Brown T, Leonard G A, Booth E D, Kneale G
Department of Chemistry, University of Edinburgh, U.K.
J Mol Biol. 1990 Apr 5;212(3):437-40. doi: 10.1016/0022-2836(90)90320-L.
A series of self-complementary dodecanucleotide duplexes containing two symmetrically disposed mismatches have been studied by pH-dependent, ultraviolet light melting techniques. The results indicate that A.C, and C.C mismatches are strongly stabilized by protonation and that the degree of stabilization of the A.C mismatch depends greatly on the flanking bases.

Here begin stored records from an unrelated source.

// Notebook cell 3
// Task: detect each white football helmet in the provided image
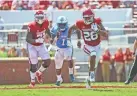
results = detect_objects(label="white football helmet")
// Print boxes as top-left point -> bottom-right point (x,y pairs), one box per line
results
57,16 -> 68,31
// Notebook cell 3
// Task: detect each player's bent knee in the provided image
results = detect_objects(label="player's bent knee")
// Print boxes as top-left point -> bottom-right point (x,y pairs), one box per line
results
64,56 -> 72,60
90,51 -> 97,56
55,64 -> 63,69
42,59 -> 50,68
30,64 -> 38,73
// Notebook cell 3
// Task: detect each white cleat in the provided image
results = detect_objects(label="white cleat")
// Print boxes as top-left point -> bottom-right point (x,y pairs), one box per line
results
28,82 -> 35,88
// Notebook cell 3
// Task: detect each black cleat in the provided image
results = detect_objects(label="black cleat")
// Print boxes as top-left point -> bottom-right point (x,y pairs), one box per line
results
125,79 -> 131,85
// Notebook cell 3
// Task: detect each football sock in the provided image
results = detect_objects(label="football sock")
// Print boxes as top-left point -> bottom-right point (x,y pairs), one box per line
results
69,68 -> 73,74
57,75 -> 62,81
30,71 -> 36,82
129,56 -> 137,81
38,65 -> 46,72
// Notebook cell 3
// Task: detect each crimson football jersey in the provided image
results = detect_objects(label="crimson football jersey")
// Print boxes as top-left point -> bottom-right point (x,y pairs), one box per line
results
76,18 -> 101,46
28,19 -> 49,46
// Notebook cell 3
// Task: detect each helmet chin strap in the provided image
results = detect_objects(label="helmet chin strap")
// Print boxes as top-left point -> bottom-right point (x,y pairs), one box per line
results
84,21 -> 92,25
38,20 -> 43,24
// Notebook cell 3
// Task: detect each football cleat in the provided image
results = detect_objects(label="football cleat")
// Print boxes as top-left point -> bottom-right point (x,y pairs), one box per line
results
90,74 -> 95,82
36,71 -> 43,83
125,79 -> 131,85
86,78 -> 91,89
28,82 -> 35,88
69,74 -> 75,82
55,79 -> 63,86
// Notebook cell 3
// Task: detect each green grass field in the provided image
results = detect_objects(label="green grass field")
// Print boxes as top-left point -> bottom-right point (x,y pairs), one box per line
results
0,83 -> 137,96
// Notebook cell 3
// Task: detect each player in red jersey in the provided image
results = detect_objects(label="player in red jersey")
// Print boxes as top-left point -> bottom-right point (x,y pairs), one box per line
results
70,9 -> 107,88
26,10 -> 51,87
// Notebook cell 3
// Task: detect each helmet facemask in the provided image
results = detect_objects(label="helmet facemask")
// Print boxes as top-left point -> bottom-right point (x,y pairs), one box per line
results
35,14 -> 45,24
57,16 -> 68,31
83,15 -> 94,25
57,23 -> 67,31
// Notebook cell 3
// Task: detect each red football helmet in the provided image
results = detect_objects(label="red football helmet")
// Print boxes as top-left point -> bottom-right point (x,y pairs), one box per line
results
35,10 -> 45,24
83,9 -> 94,25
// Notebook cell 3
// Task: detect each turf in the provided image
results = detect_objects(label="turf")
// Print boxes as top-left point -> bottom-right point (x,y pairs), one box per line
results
0,83 -> 137,96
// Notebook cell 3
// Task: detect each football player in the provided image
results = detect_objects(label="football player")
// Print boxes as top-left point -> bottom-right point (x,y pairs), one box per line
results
26,10 -> 51,87
70,9 -> 107,88
125,38 -> 137,85
51,16 -> 74,86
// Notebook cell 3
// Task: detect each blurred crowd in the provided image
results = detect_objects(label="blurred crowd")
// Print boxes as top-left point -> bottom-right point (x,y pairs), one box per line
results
0,0 -> 137,10
0,46 -> 55,58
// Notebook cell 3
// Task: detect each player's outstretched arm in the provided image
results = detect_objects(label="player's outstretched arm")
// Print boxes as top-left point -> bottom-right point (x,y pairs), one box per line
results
68,25 -> 81,48
26,32 -> 35,44
99,23 -> 108,37
133,38 -> 137,55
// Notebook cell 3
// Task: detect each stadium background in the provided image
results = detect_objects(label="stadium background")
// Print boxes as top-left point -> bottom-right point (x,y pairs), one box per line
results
0,1 -> 137,84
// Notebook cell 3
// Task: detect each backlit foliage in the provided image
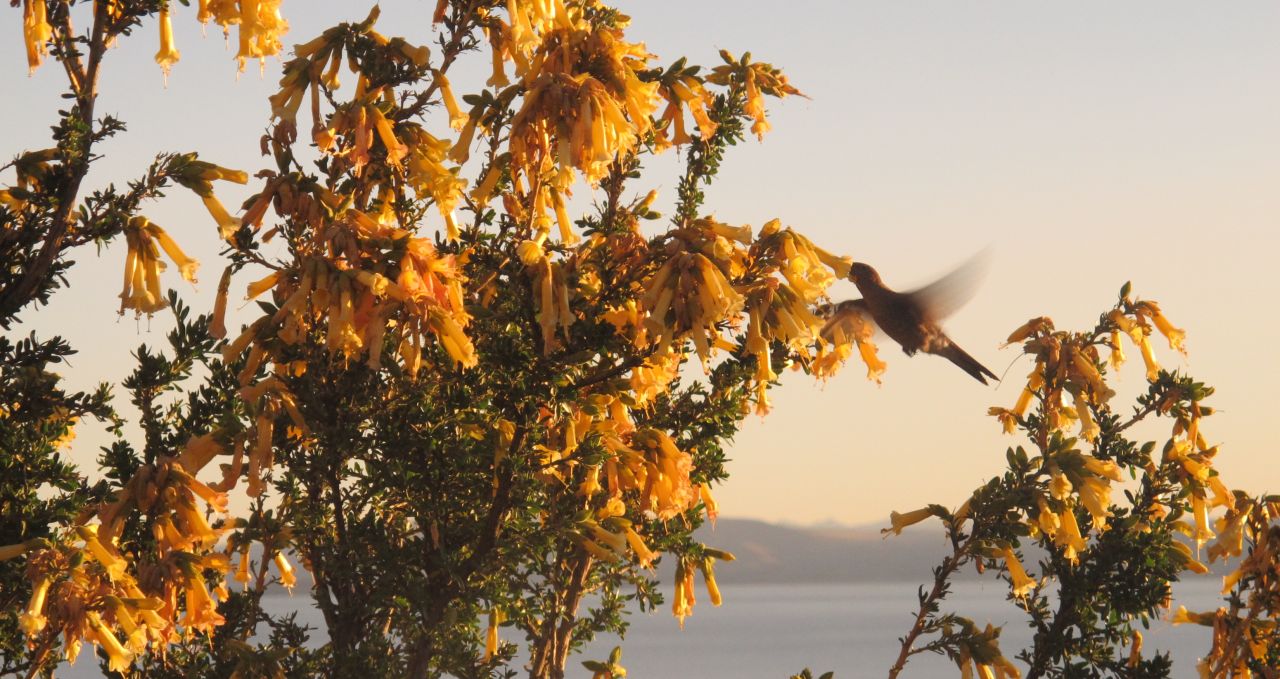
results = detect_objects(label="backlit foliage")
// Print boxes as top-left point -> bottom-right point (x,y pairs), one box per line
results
0,0 -> 879,676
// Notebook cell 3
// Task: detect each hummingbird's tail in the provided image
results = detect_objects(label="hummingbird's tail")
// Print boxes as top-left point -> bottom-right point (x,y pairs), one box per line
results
934,342 -> 1000,384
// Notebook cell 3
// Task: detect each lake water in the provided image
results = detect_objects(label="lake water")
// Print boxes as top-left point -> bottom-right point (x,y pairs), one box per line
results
58,578 -> 1219,679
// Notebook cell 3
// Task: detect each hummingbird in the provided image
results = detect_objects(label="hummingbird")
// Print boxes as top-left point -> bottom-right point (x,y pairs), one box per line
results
827,260 -> 1000,384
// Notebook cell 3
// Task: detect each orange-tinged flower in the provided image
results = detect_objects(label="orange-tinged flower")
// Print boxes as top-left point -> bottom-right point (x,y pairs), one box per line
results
156,3 -> 182,82
698,556 -> 723,606
22,0 -> 54,73
84,611 -> 133,673
1137,300 -> 1187,354
484,607 -> 507,661
1169,606 -> 1217,626
435,70 -> 470,129
271,552 -> 298,593
1138,334 -> 1160,382
1192,493 -> 1215,547
881,507 -> 934,536
1170,539 -> 1208,575
623,525 -> 658,568
18,575 -> 52,630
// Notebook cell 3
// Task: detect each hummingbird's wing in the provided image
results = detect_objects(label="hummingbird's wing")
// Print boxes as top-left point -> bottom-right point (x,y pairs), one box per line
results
905,250 -> 989,322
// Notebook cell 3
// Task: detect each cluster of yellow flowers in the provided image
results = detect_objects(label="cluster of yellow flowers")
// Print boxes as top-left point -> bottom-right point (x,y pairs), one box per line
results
989,293 -> 1185,441
12,0 -> 849,655
707,50 -> 804,138
0,457 -> 238,671
120,217 -> 200,315
671,546 -> 735,628
956,618 -> 1023,679
511,15 -> 658,191
22,0 -> 289,77
1172,495 -> 1280,679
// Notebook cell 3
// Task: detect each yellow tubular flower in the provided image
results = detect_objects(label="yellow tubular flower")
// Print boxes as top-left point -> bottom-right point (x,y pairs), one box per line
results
1139,301 -> 1187,354
1001,547 -> 1036,598
146,222 -> 200,283
1036,497 -> 1062,539
233,544 -> 250,588
1126,629 -> 1142,667
484,607 -> 507,661
1053,507 -> 1085,564
1171,541 -> 1208,575
273,552 -> 298,593
1071,389 -> 1102,441
76,525 -> 125,582
156,3 -> 182,83
1192,493 -> 1215,547
1138,334 -> 1160,382
22,0 -> 54,73
1107,331 -> 1124,369
435,70 -> 470,129
84,611 -> 133,673
623,527 -> 658,568
698,556 -> 723,606
881,507 -> 933,536
1169,606 -> 1217,626
18,575 -> 52,638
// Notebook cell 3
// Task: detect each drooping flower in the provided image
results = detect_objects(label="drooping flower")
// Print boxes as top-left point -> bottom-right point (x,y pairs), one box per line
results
156,3 -> 182,83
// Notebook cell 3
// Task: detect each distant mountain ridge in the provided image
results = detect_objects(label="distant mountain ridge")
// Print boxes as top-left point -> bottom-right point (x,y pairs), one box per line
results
662,518 -> 947,584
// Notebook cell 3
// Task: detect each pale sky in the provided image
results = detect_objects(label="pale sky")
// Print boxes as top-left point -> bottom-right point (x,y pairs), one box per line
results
0,0 -> 1280,524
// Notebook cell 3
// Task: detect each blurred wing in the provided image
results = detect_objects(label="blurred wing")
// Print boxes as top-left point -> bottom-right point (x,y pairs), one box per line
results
818,300 -> 876,341
906,250 -> 991,322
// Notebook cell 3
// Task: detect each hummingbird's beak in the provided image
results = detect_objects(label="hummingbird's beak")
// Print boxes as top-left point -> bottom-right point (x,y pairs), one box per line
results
849,261 -> 863,284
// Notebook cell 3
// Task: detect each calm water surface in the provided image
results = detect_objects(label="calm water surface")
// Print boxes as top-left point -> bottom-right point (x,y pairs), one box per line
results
58,578 -> 1219,679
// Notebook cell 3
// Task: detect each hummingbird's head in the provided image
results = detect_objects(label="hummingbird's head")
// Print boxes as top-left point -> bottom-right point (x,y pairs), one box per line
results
849,261 -> 881,286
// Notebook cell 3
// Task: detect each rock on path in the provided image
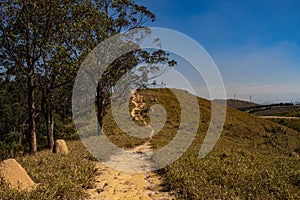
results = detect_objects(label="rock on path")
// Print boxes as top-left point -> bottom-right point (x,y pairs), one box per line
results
88,142 -> 175,200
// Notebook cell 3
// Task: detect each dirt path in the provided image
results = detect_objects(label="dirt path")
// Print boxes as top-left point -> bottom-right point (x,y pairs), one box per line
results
258,116 -> 300,119
88,142 -> 175,200
88,91 -> 175,200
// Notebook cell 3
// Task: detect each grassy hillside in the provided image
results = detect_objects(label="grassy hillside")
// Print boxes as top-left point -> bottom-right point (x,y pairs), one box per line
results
0,141 -> 95,200
0,89 -> 300,199
214,99 -> 258,109
105,89 -> 300,199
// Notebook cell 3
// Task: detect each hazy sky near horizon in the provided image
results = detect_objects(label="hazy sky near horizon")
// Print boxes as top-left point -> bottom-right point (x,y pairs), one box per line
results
136,0 -> 300,103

In one case, a duplex containing two A.C mismatches is more stable than the native sequence below pH 5.5. The G.A mismatch displays conformational flexibility, with a protonated G(syn).A(anti) base-pair occurring in certain base stacking environments but not in others. The A.A and T.C mismatches are not stabilized at low pH. These solution studies correlate well with predictions based on X-ray crystallographic data.
通过pH依赖性紫外光熔解技术研究了一系列含有两个对称分布错配的自互补十二聚体双链体。结果表明,A·C和C·C错配通过质子化得到强烈稳定,并且A·C错配的稳定程度在很大程度上取决于侧翼碱基。在一种情况下,含有两个A·C错配的双链体在pH 5.5以下比天然序列更稳定。G·A错配表现出构象灵活性,质子化的G(顺式)·A(反式)碱基对在某些碱基堆积环境中出现,但在其他环境中不出现。A·A和T·C错配在低pH下不稳定。这些溶液研究与基于X射线晶体学数据的预测很好地相关。